この記事のポイント
- フランス南西部ジェール県で幼い少女リアナちゃんが死亡し、行政対応を検証する報告書が公表された
- 報告書は2025年8月の告発が適切に追跡されず「時間の浪費」が重なったと指摘している
- 少女ロザの証言も伝えられるが事実は司法手続きで未確定であり、児童保護制度の弱点が問われている
フランスを揺るがす「リアナちゃん事件」とは
フランス南西部のジェール県(オクシタニー地域圏にある人口の少ない農村部の県)で、幼い少女リアナちゃんが死亡した事件が、いま大きな社会問題となっています。事件をめぐっては、関係する行政機関の対応が適切だったかを検証する査察報告書がまとめられ、その内容がフランスのメディアで相次いで報じられています。
報告書が指摘する「時間の浪費」と「追跡の欠如」
複数の現地報道によれば、政府に提出されたこの報告書は、子どもの保護をめぐる手続きにおける「時間の浪費の積み重ね」を指摘しているとされます。特に注目されているのが、2025年8月に出されたとされる告発(プラント=刑事告訴の届け出)が、その後きちんと処理・追跡されなかったという点です。報告書は、関係機関の間で情報が十分に共有されず、対応が後手に回った可能性を問題視していると伝えられています。
少女ロザの証言と捜査の焦点
報道では、本件に関連して「ロザ」と呼ばれる少女が、ジェローム・バレラという人物から「およそ50回の性的暴行を受けた」と訴えている、と査察報告書を引用する形で伝えられています。

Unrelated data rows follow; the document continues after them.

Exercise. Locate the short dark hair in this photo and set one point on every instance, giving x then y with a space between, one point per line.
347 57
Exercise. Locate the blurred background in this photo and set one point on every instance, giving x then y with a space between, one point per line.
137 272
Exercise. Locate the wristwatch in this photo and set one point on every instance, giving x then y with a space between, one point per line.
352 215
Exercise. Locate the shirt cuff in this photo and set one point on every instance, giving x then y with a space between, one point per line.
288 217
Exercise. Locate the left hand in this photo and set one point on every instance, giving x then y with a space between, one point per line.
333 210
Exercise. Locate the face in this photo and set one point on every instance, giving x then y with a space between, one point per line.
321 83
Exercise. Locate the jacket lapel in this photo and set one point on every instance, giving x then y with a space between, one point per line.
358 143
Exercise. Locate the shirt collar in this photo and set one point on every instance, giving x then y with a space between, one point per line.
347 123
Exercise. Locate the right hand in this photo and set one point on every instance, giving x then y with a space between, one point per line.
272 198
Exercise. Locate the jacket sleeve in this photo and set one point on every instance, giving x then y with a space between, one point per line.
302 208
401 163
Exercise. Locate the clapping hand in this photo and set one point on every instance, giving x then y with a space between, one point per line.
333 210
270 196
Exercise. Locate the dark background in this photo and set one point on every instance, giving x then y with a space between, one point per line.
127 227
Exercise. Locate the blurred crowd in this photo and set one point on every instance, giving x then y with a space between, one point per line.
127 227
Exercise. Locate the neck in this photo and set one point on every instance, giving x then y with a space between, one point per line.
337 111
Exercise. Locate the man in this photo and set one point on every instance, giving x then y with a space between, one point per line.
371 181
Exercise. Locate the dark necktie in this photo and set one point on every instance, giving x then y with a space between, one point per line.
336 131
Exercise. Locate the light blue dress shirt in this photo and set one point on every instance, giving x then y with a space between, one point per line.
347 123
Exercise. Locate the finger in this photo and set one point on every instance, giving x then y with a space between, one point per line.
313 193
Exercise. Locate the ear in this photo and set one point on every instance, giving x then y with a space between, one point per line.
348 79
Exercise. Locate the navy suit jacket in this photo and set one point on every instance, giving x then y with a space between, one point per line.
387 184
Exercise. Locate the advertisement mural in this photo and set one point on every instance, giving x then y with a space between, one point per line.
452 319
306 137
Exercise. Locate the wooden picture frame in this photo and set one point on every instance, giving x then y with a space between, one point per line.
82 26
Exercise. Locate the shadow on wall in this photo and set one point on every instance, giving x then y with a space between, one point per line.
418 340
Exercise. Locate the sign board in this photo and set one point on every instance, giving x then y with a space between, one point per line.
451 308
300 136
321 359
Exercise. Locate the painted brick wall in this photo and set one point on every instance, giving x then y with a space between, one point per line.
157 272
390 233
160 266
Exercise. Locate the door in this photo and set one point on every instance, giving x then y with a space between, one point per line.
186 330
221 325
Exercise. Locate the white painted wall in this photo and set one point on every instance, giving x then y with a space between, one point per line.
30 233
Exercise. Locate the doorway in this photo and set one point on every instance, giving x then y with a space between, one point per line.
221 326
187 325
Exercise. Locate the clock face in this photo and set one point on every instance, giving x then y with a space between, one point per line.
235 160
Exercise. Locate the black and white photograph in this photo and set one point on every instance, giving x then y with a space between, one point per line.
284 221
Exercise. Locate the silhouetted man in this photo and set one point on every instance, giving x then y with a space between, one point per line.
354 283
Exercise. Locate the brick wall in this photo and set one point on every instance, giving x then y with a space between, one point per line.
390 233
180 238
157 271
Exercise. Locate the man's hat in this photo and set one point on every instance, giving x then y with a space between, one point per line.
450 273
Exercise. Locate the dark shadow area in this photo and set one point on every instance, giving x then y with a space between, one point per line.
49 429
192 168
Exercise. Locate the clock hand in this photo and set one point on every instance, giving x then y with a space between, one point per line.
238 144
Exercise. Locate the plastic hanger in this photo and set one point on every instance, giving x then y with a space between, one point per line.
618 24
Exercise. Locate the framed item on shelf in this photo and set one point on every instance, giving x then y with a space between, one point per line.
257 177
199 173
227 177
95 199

ただし、これらはあくまで報告書や捜査段階で示された内容であり、司法手続きを通じて事実関係が確定したものではない点には注意が必要です。日本の読者にとっては馴染みの薄い制度ですが、フランスでは重大事件の際に、行政の対応を独立した立場から検証する査察(インスペクシオン)が行われ、その報告書が政治の場に提出されることがあります。
問われる子ども保護の仕組み
この事件は、危険が疑われる子どもをどう早期に発見し、保護につなげるかという、フランスの児童保護制度そのものへの問いを投げかけています。告発が生かされなかったとすれば、制度の運用に構造的な弱点があった可能性も指摘され、再発防止に向けた議論が今後さらに広がるとみられます。
※本記事はフランスの現地報道をもとに、編集部が日本語で再構成したものです。